Os leitores interessados em ficar a conhecer melhor o projecto NaturHortas lançado pela família Borralho podem consultar os links: https://pt.gf.me/v/c/gfm/naturhortas-rede-de-hortas-caseirashttps://www.facebook.com/naturhortas/

ANGARIAÇÃO DE FUNDOS

A GoFundMe é a maior página na Internet de angariação de fundos do Mundo, contando com uma comunidade que, no final de 2019, tinha já assegurado mais de 120 milhões de doações, em resposta aos projectos propostos por empreendedores que necessitam de financiamento para poderem implementar as suas ideias e/ou negócios.   

Criada nos Estados Unidos da América em Maio de 2010, por Brad Damphousse e Andrew Ballester, a GoFundMe já permitiu angariar mais de 9 biliões de euros, permitindo às pessoas recolherem fundos para inúmeros projectos, como eventos, desejos, educação, saúde, animais, religião e negócios, entre outros.

CRISE OBRIGA A MUDAR DE VIDA

Antes de apostar no projecto ecossocial NaturHortas, o casal Borralho investiu todas as suas poupanças num alojamento local. Severamente afectados pelo forte abrandamento da actividade turística devido à pandemia COVID-19, sem rendimentos e sem emprego, Marília (51 anos) e Rui (56 anos) viram no pequeno quintal da sua casa uma oportunidade para desenvolverem um projecto que os ajudasse e, ao mesmo tempo, devolvesse parte do seu trabalho à comunidade.

Marília Borralho tem frequência universitária em Ciências Veterinárias e Rui é Engenheiro Florestal, tendo-se doutorado em Ecologia e Gestão Faunística.

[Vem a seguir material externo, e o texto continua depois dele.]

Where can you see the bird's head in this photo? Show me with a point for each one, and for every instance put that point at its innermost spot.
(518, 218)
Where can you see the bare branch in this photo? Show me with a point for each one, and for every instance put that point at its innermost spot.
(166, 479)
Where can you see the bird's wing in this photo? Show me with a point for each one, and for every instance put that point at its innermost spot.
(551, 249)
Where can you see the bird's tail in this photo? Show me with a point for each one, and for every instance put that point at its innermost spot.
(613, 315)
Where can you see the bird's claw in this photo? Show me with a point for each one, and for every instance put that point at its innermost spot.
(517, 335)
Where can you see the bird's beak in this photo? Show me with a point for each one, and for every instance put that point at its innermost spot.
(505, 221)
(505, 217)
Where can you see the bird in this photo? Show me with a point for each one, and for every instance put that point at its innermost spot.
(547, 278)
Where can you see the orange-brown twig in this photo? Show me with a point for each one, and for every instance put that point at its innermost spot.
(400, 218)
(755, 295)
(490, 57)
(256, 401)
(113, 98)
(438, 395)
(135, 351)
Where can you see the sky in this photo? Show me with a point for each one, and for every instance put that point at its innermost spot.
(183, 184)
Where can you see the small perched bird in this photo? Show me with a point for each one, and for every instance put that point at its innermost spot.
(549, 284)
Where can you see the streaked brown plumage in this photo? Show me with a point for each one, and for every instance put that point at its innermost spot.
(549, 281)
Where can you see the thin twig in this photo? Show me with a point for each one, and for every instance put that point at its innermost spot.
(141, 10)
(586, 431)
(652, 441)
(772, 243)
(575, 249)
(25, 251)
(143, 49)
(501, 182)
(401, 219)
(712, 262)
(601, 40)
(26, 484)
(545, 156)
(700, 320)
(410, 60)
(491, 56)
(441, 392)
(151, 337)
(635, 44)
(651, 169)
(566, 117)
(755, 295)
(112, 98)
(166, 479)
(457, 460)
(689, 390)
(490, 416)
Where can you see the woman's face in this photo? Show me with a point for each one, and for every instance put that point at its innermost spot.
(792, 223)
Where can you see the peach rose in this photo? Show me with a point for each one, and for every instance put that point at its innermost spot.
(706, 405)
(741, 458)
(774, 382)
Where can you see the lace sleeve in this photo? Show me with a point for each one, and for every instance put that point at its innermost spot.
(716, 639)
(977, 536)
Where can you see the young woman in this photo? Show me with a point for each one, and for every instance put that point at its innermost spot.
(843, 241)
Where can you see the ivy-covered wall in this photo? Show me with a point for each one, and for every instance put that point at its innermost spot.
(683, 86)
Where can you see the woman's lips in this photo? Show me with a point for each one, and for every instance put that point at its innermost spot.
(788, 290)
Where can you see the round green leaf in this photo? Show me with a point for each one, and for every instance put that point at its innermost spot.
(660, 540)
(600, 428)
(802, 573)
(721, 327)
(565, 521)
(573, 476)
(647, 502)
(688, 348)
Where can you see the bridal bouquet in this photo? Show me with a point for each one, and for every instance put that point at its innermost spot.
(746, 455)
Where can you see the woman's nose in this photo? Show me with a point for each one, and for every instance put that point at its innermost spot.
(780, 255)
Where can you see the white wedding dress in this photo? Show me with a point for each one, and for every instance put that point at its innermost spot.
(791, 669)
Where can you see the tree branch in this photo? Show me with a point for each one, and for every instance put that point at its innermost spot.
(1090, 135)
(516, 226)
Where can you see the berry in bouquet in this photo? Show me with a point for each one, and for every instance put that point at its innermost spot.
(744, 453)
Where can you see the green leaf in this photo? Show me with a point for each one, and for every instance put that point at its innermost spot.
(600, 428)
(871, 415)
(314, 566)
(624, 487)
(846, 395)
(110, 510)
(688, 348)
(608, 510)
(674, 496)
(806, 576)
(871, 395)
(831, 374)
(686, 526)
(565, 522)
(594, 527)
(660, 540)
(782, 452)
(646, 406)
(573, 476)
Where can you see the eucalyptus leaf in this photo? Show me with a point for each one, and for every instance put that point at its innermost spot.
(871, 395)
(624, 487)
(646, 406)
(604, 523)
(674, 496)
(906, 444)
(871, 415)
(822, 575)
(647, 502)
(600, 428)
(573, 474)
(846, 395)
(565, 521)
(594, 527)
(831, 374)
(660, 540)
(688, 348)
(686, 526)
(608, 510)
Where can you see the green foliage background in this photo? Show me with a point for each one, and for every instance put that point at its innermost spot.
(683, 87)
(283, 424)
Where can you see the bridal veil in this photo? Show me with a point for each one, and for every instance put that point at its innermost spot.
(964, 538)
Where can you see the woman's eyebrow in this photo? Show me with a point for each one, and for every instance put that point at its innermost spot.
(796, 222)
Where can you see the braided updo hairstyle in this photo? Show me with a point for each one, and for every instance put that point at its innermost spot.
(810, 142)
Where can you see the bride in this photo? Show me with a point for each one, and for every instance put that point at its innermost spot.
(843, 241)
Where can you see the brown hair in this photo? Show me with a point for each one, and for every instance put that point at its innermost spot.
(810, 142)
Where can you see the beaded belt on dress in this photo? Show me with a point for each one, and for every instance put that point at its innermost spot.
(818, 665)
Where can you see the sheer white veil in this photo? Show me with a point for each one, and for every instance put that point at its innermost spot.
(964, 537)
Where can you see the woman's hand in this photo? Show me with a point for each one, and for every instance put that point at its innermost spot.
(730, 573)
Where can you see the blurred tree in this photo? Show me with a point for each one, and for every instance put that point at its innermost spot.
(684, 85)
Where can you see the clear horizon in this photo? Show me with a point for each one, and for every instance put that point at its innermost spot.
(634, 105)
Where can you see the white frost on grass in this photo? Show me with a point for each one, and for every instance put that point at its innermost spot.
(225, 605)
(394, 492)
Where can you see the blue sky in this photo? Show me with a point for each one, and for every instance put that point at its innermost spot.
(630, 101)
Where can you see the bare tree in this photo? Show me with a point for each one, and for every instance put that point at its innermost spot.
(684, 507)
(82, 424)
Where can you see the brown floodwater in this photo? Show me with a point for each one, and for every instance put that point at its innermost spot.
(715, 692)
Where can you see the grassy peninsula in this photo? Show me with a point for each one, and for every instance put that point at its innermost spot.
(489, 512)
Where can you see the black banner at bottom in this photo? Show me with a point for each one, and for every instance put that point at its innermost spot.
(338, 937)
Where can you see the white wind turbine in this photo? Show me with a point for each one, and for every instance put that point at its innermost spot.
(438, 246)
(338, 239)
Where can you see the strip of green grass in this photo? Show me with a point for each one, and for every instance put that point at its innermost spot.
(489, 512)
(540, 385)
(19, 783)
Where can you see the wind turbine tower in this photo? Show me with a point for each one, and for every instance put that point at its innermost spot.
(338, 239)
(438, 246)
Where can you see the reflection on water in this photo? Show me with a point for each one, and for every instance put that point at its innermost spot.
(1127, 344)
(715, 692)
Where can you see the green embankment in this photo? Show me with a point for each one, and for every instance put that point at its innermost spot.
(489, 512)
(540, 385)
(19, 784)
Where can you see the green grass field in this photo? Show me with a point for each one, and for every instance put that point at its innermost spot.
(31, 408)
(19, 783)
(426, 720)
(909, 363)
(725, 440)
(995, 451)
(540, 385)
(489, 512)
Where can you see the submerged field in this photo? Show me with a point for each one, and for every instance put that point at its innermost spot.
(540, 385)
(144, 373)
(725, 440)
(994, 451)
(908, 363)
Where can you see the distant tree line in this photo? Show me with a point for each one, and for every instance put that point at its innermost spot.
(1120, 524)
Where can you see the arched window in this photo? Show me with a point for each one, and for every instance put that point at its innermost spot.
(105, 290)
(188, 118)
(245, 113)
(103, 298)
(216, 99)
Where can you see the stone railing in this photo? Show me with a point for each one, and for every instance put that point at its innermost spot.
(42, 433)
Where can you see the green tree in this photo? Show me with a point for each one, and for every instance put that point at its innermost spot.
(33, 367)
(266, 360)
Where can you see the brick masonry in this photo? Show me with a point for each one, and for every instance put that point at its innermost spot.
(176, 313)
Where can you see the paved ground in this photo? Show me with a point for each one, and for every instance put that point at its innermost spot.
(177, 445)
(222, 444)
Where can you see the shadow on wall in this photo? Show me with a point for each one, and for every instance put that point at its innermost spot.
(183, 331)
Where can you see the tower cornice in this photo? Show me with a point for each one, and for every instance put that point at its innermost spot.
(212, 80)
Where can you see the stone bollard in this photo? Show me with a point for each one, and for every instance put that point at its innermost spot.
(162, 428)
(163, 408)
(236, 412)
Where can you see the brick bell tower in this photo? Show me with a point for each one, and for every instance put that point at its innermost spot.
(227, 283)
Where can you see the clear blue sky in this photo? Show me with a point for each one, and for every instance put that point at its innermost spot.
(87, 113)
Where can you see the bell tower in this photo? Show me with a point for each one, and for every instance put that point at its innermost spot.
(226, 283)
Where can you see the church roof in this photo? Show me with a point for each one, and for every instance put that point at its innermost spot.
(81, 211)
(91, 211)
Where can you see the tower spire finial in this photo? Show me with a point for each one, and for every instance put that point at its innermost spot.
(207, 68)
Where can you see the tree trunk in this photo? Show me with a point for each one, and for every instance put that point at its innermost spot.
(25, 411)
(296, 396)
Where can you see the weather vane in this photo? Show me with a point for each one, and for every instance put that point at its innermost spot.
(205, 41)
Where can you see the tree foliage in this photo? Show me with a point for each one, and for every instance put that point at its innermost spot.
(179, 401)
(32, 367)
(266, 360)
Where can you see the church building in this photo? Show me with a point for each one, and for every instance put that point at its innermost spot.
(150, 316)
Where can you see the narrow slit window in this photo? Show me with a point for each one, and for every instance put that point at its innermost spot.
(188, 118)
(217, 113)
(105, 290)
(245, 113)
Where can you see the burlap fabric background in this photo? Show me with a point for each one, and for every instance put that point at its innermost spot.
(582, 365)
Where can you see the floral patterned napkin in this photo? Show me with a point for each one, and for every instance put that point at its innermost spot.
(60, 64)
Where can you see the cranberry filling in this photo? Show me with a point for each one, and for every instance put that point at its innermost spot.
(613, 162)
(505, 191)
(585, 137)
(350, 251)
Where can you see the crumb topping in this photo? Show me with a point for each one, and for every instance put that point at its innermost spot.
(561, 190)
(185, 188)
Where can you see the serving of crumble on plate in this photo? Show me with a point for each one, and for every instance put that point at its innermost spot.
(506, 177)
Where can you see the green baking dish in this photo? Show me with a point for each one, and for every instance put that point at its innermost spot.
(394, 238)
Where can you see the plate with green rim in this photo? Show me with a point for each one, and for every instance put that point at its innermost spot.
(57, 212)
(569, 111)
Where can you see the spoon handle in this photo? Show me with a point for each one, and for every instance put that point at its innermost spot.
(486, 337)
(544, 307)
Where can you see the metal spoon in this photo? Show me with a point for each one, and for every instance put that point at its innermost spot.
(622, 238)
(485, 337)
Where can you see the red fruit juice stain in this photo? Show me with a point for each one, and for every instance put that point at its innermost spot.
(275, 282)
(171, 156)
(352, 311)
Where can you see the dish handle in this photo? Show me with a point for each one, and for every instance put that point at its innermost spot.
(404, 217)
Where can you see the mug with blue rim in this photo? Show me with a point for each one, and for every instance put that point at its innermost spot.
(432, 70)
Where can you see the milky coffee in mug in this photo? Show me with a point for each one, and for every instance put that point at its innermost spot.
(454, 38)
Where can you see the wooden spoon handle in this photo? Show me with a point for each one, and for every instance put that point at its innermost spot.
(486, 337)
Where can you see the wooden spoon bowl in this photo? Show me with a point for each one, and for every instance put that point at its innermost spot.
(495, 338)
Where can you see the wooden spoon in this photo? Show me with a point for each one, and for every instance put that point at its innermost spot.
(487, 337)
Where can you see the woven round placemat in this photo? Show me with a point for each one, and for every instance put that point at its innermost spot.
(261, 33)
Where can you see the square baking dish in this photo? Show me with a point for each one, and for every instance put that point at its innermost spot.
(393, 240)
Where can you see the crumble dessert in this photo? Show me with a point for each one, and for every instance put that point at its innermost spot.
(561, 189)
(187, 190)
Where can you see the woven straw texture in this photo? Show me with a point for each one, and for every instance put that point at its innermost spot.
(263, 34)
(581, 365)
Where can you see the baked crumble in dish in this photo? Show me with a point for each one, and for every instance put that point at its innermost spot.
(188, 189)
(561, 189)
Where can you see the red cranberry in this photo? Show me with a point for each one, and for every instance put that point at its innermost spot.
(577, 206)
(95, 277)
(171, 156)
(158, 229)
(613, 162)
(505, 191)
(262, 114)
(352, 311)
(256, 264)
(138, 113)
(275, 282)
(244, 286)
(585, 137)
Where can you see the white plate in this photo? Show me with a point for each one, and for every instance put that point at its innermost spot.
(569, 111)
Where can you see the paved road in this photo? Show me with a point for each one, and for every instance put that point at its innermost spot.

Antes da pandemia, trabalhavam na área da comunicação ambiental e tinham iniciado em 2019 a iniciativa NaturSintra de alojamento local sustentável, que estava a decorrer muito bem e em franco crescimento até a pandemia de COVID-19 lhes bater à porta e fazer desmoronar o projecto onde tinham investido as suas economias.